Contagi Covid e infortuni sul lavoro: i dati della “seconda ondata”

Il 17esimo report nazionale sui contagi sul lavoro da Covid-19 è stato elaborato dalla Consulenza statistico attuariale dell’Inail e pubblicato oggi insieme alla versione aggiornata delle schede di approfondimento regionali. Dati alla mano, il rapporto ci conferma che dall’inizio della pandemia alla data dello scorso 31 maggio, le denunce di infortunio da Covid-19 sul lavoro segnalate all’Istituto sono state 175.323, pari a quasi un quarto del totale delle denunce di infortunio pervenute da gennaio 2020 e al 4,2% del totale dei contagiati nazionali comunicati dall’Istituto superiore di sanità (Iss) alla stessa data.

Rispetto alle 171.804 denunce rilevate dal monitoraggio precedente del 30 aprile 2021, quindi, i casi in più sono 3.519 (+2,0%), di cui:

  • 757 riferiti a maggio;
  • 960 ad aprile;
  • 541 a marzo;
  • 249 a febbraio;
  • 273 a gennaio di quest’anno;
  • 201 a dicembre 2020 ;
  • 297 a novembre  e183 a ottobre 2020.

I restanti 58 casi sono invece riconducibili agli altri mesi dell’anno scorso.

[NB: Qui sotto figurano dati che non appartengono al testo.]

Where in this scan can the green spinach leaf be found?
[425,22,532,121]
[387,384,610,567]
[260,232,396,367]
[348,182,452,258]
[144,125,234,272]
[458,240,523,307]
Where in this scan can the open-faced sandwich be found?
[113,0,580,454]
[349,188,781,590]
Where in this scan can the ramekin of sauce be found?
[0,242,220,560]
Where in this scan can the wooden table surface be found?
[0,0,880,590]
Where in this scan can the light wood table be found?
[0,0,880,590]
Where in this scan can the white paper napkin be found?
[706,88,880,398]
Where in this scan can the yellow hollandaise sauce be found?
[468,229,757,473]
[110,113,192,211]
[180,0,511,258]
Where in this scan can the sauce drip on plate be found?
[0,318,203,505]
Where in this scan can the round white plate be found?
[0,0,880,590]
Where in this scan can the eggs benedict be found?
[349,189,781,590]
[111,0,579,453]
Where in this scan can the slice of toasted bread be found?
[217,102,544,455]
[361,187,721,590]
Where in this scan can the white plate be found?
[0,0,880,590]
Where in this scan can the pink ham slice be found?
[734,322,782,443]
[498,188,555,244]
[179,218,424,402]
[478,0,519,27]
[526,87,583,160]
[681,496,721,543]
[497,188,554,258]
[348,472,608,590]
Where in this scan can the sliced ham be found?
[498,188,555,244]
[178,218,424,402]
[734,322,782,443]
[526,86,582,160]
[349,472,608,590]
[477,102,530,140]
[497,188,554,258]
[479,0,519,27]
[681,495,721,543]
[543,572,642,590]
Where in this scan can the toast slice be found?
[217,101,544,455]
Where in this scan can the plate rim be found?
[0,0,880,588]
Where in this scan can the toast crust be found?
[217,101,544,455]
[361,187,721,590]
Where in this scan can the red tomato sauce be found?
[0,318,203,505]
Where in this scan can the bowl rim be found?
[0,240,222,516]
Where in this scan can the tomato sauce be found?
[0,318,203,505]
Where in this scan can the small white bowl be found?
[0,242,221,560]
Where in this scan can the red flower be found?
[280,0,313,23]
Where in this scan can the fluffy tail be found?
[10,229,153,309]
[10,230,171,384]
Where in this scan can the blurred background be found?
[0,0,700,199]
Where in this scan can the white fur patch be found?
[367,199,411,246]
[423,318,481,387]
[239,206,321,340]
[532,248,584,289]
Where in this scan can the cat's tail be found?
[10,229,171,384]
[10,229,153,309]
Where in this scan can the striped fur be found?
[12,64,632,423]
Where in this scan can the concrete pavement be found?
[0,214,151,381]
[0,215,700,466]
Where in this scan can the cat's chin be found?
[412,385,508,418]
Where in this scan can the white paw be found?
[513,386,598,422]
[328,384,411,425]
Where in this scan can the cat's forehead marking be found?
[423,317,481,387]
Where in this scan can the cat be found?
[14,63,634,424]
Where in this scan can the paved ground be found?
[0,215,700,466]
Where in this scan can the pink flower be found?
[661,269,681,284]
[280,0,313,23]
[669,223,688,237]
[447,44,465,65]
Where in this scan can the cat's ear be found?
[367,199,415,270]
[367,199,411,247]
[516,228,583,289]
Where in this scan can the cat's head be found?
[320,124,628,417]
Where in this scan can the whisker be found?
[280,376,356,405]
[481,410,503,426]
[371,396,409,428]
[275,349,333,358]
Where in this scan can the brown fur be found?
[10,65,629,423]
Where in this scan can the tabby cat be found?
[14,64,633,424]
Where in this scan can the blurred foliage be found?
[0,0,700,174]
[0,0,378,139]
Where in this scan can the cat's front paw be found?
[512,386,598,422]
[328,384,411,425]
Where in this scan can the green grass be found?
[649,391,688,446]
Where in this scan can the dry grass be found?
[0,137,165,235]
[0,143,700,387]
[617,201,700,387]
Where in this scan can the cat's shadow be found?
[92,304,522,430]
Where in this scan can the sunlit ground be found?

L’analisi di fatto conferma che la “seconda ondata” di contagi, che in ambito lavorativo può essere circoscritta al periodo ottobre 2020-gennaio 2021, con il 59,6% delle infezioni denunciate ha avuto un impatto più intenso rispetto alla “prima ondata” del periodo marzo-maggio 2020 (29,0%).

Covid, le vittime della “prima ondata”

La “prima ondata” della pandemia, stando a quanto riporta l’Inail, ha avuto un impatto maggiore della seconda per i decessi. Il 55,0% dei casi mortali, infatti, è stato denunciato all’Istituto nel trimestre marzo-maggio 2020 (il 30,2% nel solo mese di aprile) contro il 29,6% del trimestre novembre 2020-gennaio 2021, percentuale che sale al 41,5% se si considera il periodo novembre 2020-maggio 2021.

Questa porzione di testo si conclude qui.